According to the notification, while tax officials will ask the importers and exporters within 14 days of the assessment to submit documents, these can be submitted within 2 months. Time limit to conclude enquiry for the purpose of finalisation of assessment will be 14 months from from the date of provisional assessment. “The proper officer shall finalise the duty provisionally assessed, where it is possible to do so, within three months of receipt of documents or information from the importer or the exporter or on conclusion of enquiry,” the notification said.
Manoj Mishra, Partner at Grant Thornton Bharat LLP, said amended regulation mark a long-awaited move towards certainty and efficiency in customs administration. By introducing clear timelines, CBIC has addressed a pain point that has long burdened both traders and authorities.
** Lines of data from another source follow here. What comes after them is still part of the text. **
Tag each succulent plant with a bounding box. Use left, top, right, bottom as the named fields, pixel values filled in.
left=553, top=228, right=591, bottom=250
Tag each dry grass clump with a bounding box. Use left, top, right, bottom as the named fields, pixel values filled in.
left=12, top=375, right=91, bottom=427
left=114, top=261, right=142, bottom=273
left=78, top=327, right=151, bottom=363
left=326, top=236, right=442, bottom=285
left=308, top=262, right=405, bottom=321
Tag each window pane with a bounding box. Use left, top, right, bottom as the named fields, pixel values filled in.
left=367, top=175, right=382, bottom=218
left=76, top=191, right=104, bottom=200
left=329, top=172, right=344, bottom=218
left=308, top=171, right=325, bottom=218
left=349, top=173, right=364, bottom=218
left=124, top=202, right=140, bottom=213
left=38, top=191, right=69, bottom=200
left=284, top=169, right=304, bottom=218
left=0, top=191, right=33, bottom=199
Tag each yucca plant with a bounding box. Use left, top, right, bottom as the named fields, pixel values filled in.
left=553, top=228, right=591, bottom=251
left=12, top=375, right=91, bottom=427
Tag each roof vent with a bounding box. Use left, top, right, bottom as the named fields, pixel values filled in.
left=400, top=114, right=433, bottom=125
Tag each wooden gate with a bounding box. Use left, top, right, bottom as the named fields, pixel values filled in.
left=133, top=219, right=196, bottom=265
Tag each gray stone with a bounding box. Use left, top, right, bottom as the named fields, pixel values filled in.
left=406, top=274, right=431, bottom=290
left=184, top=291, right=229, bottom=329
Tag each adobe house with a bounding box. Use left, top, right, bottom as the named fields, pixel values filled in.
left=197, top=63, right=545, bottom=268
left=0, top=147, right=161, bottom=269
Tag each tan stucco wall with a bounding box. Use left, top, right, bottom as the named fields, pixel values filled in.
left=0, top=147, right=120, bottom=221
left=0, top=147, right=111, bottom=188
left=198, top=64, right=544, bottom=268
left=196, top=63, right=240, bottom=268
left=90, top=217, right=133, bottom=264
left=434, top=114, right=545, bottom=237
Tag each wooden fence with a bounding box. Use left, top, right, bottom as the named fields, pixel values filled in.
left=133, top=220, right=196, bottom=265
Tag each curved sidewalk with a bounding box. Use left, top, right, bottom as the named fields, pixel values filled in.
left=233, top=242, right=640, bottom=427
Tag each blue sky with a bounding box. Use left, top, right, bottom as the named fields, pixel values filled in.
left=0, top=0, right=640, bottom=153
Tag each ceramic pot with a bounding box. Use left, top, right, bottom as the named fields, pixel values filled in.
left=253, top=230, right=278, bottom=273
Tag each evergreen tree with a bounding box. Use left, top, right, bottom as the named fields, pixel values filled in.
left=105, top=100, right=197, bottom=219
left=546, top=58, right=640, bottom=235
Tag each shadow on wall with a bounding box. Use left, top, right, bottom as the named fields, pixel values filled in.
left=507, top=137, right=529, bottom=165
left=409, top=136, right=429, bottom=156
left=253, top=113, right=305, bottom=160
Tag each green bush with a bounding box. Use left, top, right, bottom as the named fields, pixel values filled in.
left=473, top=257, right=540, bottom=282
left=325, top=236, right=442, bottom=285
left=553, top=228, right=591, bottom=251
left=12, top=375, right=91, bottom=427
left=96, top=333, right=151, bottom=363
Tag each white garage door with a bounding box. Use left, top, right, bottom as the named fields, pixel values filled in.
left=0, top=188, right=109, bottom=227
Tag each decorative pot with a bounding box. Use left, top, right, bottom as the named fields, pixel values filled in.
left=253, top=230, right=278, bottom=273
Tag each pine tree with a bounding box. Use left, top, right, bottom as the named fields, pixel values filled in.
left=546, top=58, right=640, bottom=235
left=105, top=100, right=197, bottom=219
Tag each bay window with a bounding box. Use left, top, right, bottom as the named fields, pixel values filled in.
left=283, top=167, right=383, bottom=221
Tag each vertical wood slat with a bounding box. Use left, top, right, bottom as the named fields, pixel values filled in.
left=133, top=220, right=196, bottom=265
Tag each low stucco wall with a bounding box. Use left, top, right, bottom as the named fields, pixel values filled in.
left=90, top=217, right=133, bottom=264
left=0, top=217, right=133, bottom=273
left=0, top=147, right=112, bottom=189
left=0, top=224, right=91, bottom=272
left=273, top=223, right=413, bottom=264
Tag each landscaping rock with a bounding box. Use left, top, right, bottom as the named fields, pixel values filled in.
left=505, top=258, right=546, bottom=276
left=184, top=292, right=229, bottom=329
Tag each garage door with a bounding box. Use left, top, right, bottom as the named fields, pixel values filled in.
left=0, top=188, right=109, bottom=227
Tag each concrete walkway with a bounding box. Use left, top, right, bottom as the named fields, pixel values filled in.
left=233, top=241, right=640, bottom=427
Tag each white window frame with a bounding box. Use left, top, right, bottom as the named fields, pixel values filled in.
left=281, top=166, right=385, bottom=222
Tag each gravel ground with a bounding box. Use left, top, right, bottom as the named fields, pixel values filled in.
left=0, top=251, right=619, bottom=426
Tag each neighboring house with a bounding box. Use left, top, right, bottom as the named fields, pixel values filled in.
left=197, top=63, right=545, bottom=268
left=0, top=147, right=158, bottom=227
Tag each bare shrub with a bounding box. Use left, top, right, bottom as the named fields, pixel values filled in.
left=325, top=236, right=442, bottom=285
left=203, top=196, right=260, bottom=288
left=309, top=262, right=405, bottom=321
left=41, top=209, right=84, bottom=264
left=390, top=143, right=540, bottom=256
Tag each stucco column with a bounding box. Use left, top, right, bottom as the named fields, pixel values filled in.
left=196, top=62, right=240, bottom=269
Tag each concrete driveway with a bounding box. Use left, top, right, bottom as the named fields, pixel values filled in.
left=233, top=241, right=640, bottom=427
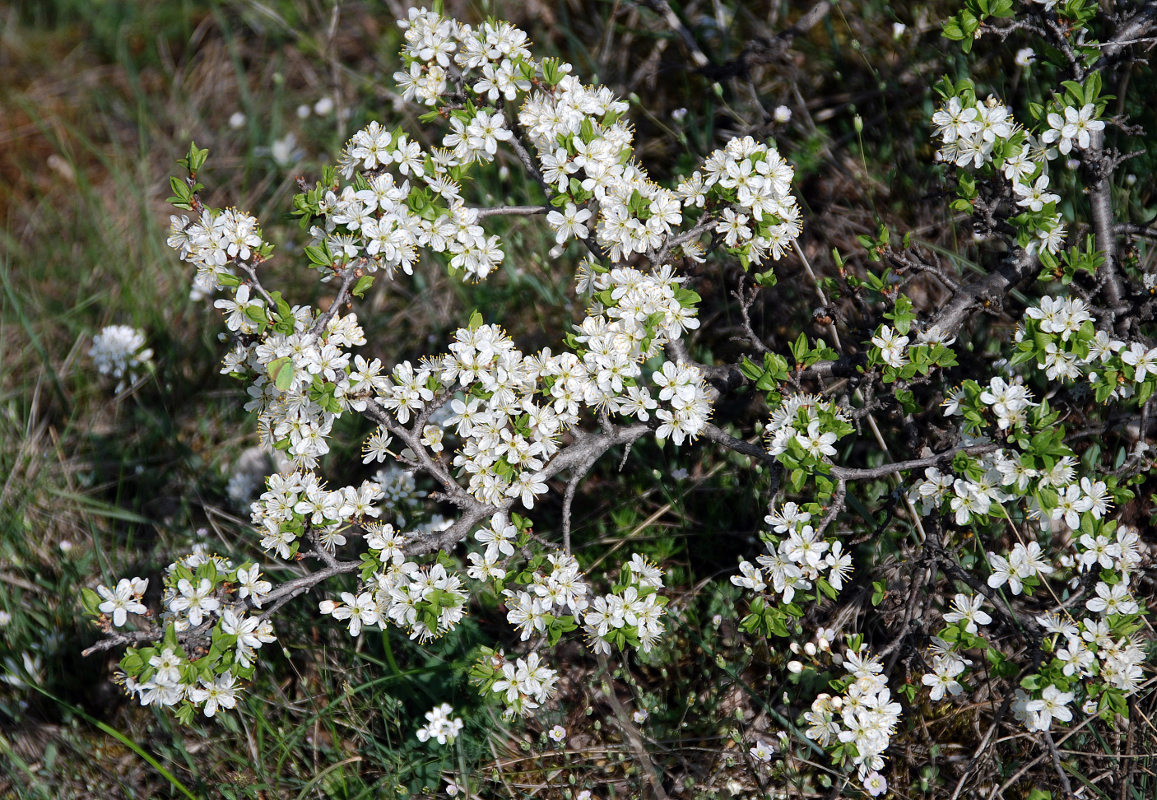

For businesses, this means quicker release of blocked working capital, lower compliance costs, and greater predictability in supply chains. The true test, however, will be in implementation—especially in matters tied to Special Valuation Branch proceedings, DRI investigations, or prolonged litigation.
“Timely finalisation, while safeguarding the assessee’s right to present submissions, will be critical. If executed in the intended spirit, these regulations can balance revenue protection with trade facilitation, bringing closure to long-pending cases and building greater trust between industry and administration,” he said.
Crucial move
According to Saurabh Agarwal, Tax Partner, EY India, this is a crucial move that is likely to deliver significant tax certainty and will be instrumental in unlocking capital currently tied up in additional duties, bank guarantees, and bonds. The resultant liquidity boost is a welcome relief for businesses in the current era of global tensions.
While the tax administration is now mandated to complete these assessments, the onus is also on the industry to act proactively. It is crucial for businesses to ensure their documentation is complete and be prepared to promptly respond to any queries. This forward-thinking approach is vital to prevent last-minute, rushed assessments and the risk of adverse outcomes, such as ex-parte orders.
“Ultimately, the success of these new rules will depend on a collaborative and efficient effort from both the tax administration and the industry,” said Agarwal.